Ok, I think I've sorted it,
Thanks


----------



## KatyCooks (Jul 23, 2013)

I am having this problem with loading a picture too.    Can anyone help me out please?


----------



## Andy M. (Jul 23, 2013)

Chances are the picture size is wrong.  As you begin the process, the max. picture size is given.  If your file is bigger it won't load.


----------



## KatyCooks (Jul 23, 2013)

Hi Andy.

I had my "techy" friend re-size the picture for me (I gave him the dimensions/pixel size) and he says it is definitely the right size.


----------



## Andy M. (Jul 23, 2013)

I can't offer any more suggestions.  Is there a specific message that tells why the failure?


----------



## KatyCooks (Jul 23, 2013)

I get the same message that "menumaker" got -  "file failed to load" with no explanation as to what the problem is.    

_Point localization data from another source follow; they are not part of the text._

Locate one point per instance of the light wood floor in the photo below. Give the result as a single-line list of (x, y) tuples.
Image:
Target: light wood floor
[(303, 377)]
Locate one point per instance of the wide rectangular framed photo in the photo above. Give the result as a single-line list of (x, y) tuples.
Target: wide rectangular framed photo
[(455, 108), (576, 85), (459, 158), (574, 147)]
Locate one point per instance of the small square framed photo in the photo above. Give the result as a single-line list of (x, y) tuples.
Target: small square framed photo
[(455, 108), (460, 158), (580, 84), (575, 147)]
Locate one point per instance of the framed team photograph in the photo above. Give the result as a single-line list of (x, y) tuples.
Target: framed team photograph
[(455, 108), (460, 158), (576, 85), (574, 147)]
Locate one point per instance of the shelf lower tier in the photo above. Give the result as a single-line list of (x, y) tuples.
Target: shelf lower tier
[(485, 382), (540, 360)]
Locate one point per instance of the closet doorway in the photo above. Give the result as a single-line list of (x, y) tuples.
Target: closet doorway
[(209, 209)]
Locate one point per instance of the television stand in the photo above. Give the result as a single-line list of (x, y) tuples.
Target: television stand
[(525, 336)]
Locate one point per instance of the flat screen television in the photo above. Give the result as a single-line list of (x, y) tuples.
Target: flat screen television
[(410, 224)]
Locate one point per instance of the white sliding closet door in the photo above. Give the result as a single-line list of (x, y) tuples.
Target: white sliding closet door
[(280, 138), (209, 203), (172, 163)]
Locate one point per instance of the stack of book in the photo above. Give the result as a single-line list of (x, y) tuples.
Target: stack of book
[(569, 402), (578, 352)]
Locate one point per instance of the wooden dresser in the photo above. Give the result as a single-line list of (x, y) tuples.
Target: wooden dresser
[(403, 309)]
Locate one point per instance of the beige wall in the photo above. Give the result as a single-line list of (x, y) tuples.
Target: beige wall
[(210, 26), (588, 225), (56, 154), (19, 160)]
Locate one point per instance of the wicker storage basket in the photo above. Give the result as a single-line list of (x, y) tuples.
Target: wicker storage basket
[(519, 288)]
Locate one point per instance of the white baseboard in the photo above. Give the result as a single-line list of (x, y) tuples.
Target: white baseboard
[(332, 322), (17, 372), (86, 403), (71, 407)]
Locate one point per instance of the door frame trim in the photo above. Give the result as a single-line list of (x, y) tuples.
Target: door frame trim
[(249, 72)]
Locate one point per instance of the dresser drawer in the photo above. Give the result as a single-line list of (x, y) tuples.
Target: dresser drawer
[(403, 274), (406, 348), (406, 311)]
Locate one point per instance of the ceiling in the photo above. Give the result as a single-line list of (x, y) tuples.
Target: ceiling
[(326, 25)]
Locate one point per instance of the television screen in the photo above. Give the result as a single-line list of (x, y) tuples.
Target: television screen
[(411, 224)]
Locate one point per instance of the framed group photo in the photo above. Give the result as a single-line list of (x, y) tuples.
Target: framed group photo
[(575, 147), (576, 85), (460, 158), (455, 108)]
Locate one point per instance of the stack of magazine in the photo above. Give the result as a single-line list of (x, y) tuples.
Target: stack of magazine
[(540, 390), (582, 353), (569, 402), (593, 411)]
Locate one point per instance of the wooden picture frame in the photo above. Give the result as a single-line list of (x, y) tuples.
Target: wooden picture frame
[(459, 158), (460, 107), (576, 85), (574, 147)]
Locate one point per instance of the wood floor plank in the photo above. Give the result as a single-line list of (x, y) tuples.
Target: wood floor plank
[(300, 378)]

Oh well.  Not the end of the world I guess!


----------



## Andy M. (Jul 23, 2013)

KatyCooks said:


> I get the same message that "menumaker" got -  "file failed to load" with no explanation as to what the problem is.
> 
> Oh well.  Not the end of the world I guess!



Hang in there.  Someone who can actually help will be along soon.


----------



## KatyCooks (Jul 23, 2013)

Andy M. said:


> Hang in there. Someone who can actually help will be along soon.


 

Will do!  Thanks Andy!


----------



## FrankZ (Jul 23, 2013)

If you continue to have issues you should contact the help desk.

Use the contact us link at the bottom.


----------